Around one in five people with Dravet syndrome will die because of their condition, the majority before 10 years of age.
Lennox-Gastaut syndrome is another severely debilitating form of epilepsy diagnosed in childhood, affecting up to 4,000 people in England.
Around five per cent of people with Lennox-Gastaut syndrome will die prematurely because of their condition.
Since November 1 last year, specialist NHS doctors can legally prescribe unlicensed cannabis-based products containing THC, which is what makes users ‘high’.
However, only two patients – both of whom are children – are believed to have been given a prescription on the NHS.
Professor Nut said: ‘What we need to do now is learn from the parents who have gone overseas to find experts to treat their children and have seen remarkable outcomes.
‘At the very least all those children who were hoping for Epidiolex to become available to make their lives better should now have their specialists prescribe medical cannabis for them as a matter of urgency.’
British drugs firm GW Pharmaceuticals also makes Sativex, a cannabis-derived peppermint-flavoured drug in the form of a mouth spray for multiple sclerosis, to ease painful muscle spasms.
At £500 a month, it has also been deemed ‘too expensive’ for the NHS so is rarely prescribed.
The draft recommendations are open to comments until 16 September.

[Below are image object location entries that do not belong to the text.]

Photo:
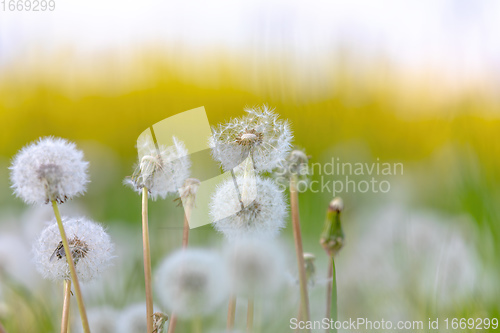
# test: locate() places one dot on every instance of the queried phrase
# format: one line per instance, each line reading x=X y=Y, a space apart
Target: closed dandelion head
x=50 y=169
x=89 y=244
x=162 y=170
x=260 y=134
x=192 y=282
x=255 y=267
x=264 y=217
x=133 y=320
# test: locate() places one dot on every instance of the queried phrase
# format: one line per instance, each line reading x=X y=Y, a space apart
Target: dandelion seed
x=192 y=282
x=162 y=170
x=50 y=169
x=262 y=218
x=255 y=267
x=260 y=135
x=90 y=246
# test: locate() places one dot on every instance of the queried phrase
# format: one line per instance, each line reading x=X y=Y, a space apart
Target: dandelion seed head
x=90 y=247
x=192 y=282
x=48 y=169
x=262 y=218
x=162 y=170
x=255 y=267
x=260 y=134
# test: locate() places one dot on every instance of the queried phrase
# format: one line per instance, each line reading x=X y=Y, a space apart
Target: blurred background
x=411 y=82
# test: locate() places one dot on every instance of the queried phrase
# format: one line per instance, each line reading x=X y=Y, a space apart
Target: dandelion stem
x=196 y=325
x=172 y=323
x=250 y=311
x=74 y=277
x=294 y=203
x=185 y=240
x=185 y=231
x=147 y=260
x=67 y=298
x=231 y=312
x=331 y=304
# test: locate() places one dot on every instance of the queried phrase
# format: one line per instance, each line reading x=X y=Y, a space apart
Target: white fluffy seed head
x=162 y=170
x=89 y=243
x=264 y=217
x=255 y=267
x=192 y=282
x=49 y=169
x=259 y=134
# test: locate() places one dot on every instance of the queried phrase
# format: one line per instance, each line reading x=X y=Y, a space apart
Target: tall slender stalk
x=71 y=264
x=331 y=305
x=250 y=312
x=147 y=261
x=185 y=231
x=197 y=327
x=67 y=298
x=185 y=239
x=231 y=312
x=294 y=203
x=332 y=240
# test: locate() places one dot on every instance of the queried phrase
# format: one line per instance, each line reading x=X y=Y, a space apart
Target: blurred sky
x=459 y=37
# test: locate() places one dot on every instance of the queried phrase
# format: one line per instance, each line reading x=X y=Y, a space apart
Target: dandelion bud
x=260 y=135
x=255 y=267
x=48 y=170
x=132 y=319
x=159 y=320
x=192 y=282
x=188 y=191
x=90 y=246
x=263 y=217
x=162 y=170
x=332 y=237
x=337 y=204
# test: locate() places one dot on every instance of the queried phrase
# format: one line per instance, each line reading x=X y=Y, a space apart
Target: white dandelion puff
x=264 y=217
x=255 y=267
x=192 y=282
x=49 y=169
x=162 y=170
x=260 y=135
x=90 y=246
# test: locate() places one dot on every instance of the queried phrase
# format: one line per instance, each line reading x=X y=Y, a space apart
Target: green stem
x=231 y=312
x=250 y=311
x=71 y=264
x=294 y=203
x=147 y=261
x=65 y=315
x=333 y=310
x=196 y=324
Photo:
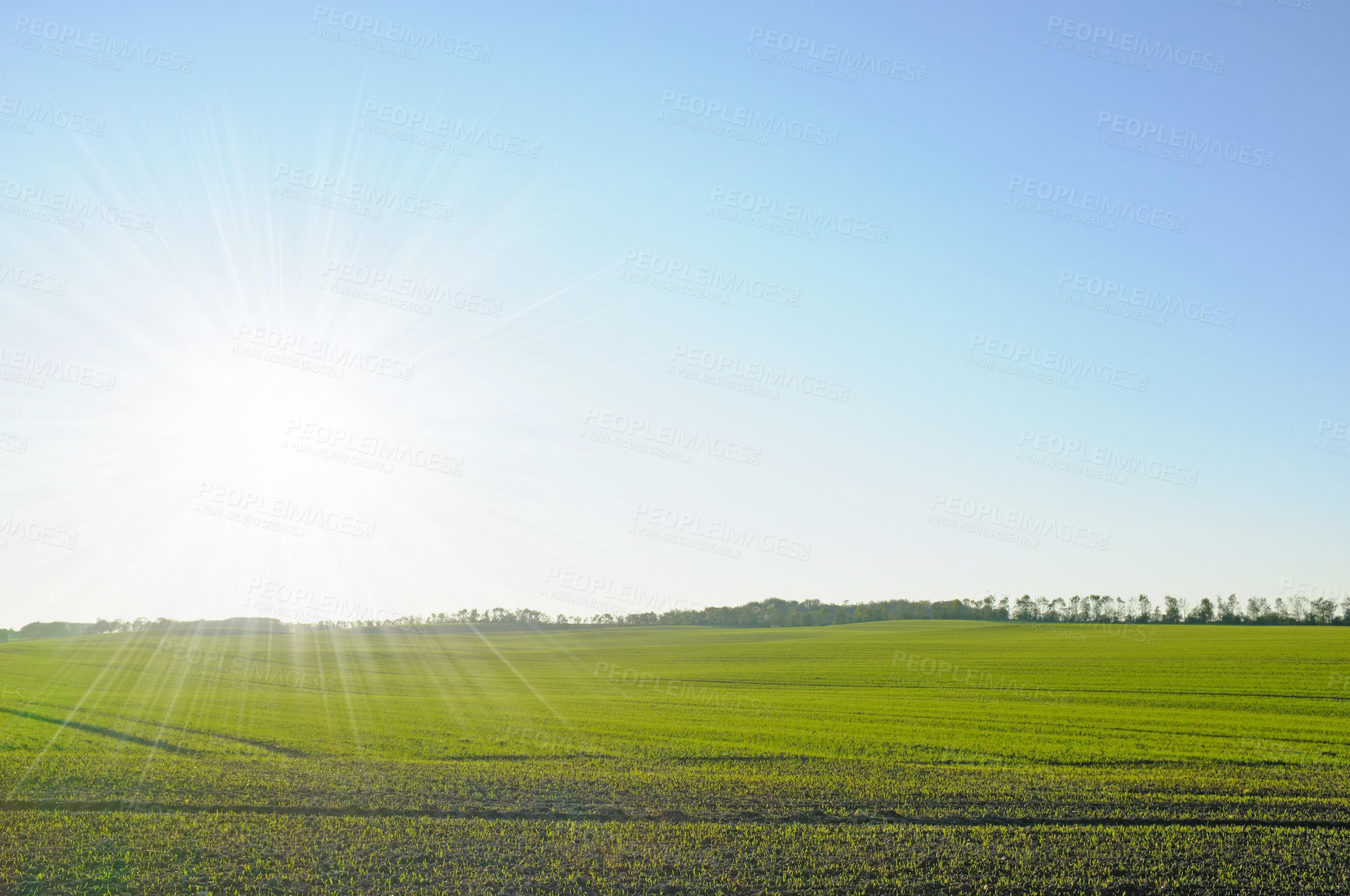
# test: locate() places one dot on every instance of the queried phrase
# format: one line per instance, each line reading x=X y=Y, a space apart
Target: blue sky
x=346 y=310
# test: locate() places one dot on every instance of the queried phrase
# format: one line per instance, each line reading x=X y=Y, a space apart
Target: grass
x=883 y=758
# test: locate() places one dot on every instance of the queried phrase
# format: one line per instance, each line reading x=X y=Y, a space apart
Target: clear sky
x=315 y=310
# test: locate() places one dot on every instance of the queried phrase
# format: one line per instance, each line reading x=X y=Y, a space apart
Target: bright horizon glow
x=496 y=413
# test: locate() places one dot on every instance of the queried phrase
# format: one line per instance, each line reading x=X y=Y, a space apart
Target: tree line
x=778 y=613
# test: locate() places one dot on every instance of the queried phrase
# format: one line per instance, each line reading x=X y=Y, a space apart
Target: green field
x=914 y=758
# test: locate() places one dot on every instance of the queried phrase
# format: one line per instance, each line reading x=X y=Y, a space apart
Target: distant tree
x=1142 y=609
x=1299 y=607
x=1203 y=613
x=1322 y=611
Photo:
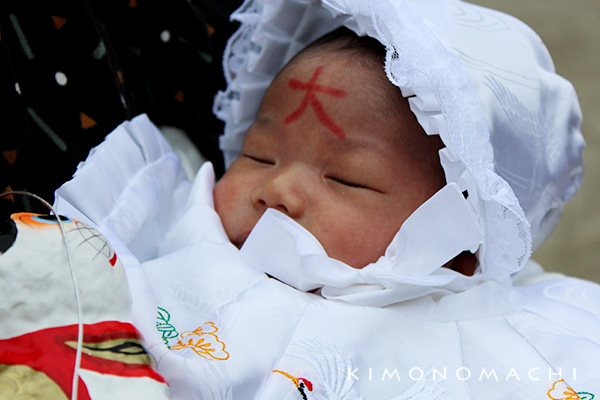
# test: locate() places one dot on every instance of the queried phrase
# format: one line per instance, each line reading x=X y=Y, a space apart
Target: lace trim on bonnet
x=439 y=51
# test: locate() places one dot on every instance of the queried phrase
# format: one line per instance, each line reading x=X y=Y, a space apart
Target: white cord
x=75 y=382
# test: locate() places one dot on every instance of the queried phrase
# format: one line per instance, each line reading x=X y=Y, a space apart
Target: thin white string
x=75 y=382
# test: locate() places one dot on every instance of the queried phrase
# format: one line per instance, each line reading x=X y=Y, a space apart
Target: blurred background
x=571 y=31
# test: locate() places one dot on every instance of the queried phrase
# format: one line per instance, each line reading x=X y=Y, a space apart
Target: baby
x=447 y=140
x=335 y=147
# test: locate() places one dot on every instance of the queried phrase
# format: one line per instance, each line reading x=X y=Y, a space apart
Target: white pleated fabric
x=220 y=328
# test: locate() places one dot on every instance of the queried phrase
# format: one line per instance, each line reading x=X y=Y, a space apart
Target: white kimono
x=245 y=324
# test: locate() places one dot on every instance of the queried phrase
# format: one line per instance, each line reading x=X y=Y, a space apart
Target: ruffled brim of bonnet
x=481 y=80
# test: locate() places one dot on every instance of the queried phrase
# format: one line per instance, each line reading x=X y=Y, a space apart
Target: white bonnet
x=481 y=79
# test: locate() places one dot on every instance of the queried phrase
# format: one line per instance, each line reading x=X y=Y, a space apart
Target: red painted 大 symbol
x=312 y=89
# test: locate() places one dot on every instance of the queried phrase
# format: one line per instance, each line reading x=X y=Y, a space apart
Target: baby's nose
x=284 y=191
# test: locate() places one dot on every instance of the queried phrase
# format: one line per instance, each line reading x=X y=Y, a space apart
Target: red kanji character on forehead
x=312 y=88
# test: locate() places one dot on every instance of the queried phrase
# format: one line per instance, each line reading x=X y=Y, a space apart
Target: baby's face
x=330 y=151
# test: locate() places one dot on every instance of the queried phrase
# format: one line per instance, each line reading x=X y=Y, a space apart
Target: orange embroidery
x=204 y=342
x=300 y=383
x=564 y=392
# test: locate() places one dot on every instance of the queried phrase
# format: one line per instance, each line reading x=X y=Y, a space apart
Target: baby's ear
x=464 y=263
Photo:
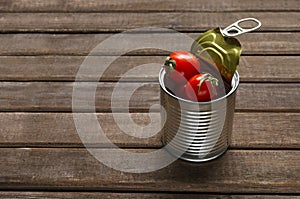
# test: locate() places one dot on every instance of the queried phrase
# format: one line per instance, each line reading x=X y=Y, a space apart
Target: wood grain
x=110 y=195
x=57 y=96
x=64 y=68
x=250 y=130
x=83 y=44
x=144 y=5
x=238 y=171
x=116 y=22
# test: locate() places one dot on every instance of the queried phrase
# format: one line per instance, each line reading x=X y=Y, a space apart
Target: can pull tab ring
x=235 y=30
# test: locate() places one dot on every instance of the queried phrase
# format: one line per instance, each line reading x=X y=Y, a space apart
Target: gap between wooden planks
x=285 y=43
x=116 y=22
x=250 y=130
x=147 y=6
x=57 y=96
x=238 y=171
x=64 y=68
x=145 y=195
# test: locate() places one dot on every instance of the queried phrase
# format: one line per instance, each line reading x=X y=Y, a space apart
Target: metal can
x=197 y=131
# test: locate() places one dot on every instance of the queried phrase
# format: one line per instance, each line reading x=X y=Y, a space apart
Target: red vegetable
x=202 y=87
x=180 y=66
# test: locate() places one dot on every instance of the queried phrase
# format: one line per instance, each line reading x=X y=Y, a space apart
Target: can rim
x=234 y=85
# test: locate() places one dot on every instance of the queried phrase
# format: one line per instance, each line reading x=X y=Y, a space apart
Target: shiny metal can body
x=197 y=131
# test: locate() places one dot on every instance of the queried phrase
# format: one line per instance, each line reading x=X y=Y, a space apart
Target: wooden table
x=43 y=44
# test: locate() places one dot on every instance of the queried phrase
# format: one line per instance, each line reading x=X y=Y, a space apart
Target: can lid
x=235 y=29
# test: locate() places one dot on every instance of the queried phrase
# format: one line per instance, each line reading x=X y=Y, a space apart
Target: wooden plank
x=57 y=96
x=110 y=195
x=82 y=44
x=115 y=22
x=144 y=5
x=238 y=171
x=64 y=68
x=250 y=130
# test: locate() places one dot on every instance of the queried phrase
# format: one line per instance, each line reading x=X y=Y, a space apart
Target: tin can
x=197 y=131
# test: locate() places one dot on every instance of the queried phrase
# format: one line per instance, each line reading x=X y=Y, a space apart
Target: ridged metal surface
x=197 y=131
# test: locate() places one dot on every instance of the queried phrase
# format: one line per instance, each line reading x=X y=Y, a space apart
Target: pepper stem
x=170 y=64
x=214 y=82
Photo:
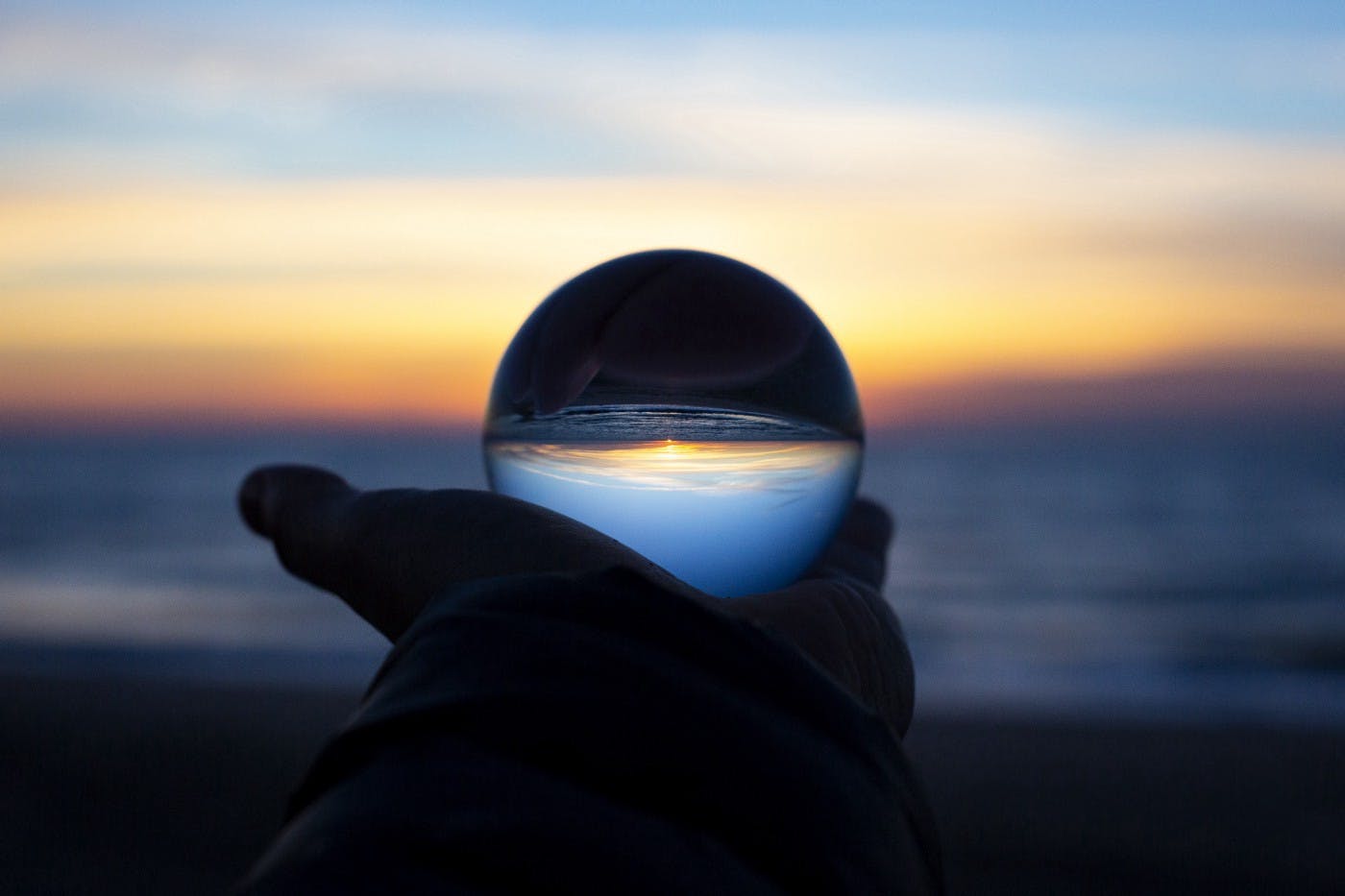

The next committee discussion is currently scheduled for 26 September before final guidance is expected to be published in November
THE LANDMARK CASE OF BILLY CALDWELL
Billy Caldwell’s mother Charlotte (pictured together) had seven bottles of cannabis oil confiscated at Heathrow Airport customs, prompting a row over cannabis oil
Cannabis oil was thrust into the limelight when epileptic boy Billy Caldwell’s mother had seven bottles confiscated at Heathrow Airport customs.
The 12-year-old sparked a row over the medicinal status of the oil, prompting the Home Office to step in and grant his mother Charlotte an emergency licence for the product that was calming his seizures, which contained THC.
Billy’s bottles were confiscated on June 11 after Ms Caldwell brought them in from Toronto.
On the back of the cases of Billy and fellow epileptic boy Alfie Dingley, six, Home Secretary Sajid Javid called for a review into medicinal cannabis.
In a major shift of policy, he announced in July that some products containing the drug would be available on prescription in the UK from the autumn.
On the back of today’s change to the law, Ms Caldwell said she wept with joy.
‘For me what started off as a journey which was about the needs of my little boy actually turned into something, proved to be something, a lot bigger,’ she told Sky News.
‘It proved to be the needs of a nation.
‘Medicinal cannabis gave me back my right as a mummy to hope, but the most important thing medicinal cannabis has done is given Billy back his right to life.
‘Only relatively recently did our Government and country really start to appreciate just how many wee children and people of all ages were affected by the difficulties associated with accessing medicinal cannabis.
‘But it became clear it wasn’t just about what was perceived to be a small number of very sick children and that medicinal cannabis could make a life-changing or life-saving difference to more than a million people.’
Although thrilled by the law change, Ms Caldwell hopes regulations will be expanded to allow more people to benefit from cannabis-based treatments.
‘This is new ground for everybody. We did in a few days what successive UK governments failed to do in more than half a century and made medicinal cannabis legal,’ she said.
‘Then, as now, politicians didn’t realise the complexities involved.
‘There’s a wide range of conditions, each of which can only be treated by certain forms of medicinal cannabis.’